Voice calls

GenosOS supports two voice call modes. Both handle real phone calls — they differ in how the audio pipeline works.

Mode	How it works	Status
Voice Call	STT → LLM → TTS pipeline (Twilio / Telnyx / Plivo)	Production
Realtime Call	True bidirectional audio via OpenAI Realtime API	Experimental

Voice Call mode

The standard pipeline: speech from the caller is transcribed (STT), sent to the LLM, and the response is spoken back (TTS). The assistant can look up information, query APIs, and schedule appointments during the call. TTS options:

Kokoro — local, runs on your CPU, no audio leaves your machine
OpenAI TTS — cloud, high quality
ElevenLabs — cloud, most natural voices

Realtime Call mode

True bidirectional voice using the OpenAI Realtime API. Audio flows directly in and out — there is no intermediate transcription step. Latency is lower and the conversation feels more natural. This mode requires an OpenAI API key with Realtime API access.
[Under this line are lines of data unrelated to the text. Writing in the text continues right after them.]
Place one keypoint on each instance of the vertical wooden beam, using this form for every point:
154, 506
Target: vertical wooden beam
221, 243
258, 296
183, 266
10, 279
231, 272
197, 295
Setup with Twilio (most common)

Tell your assistant you want to receive calls:

You: "I want to receive phone calls"

The agent asks for your provider preference and guides you through the rest.

Create a Twilio account and get a phone number

Sign up at twilio.com. Verify your phone number. In the Twilio Console, go to Phone Numbers → Buy a Number and purchase a number with Voice capability. The number must be in E.164 format (e.g. +15550001234).

Copy your credentials

In the Twilio Console, go to Account Info and copy your Account SID (starts with AC) and Auth Token (32 hex characters).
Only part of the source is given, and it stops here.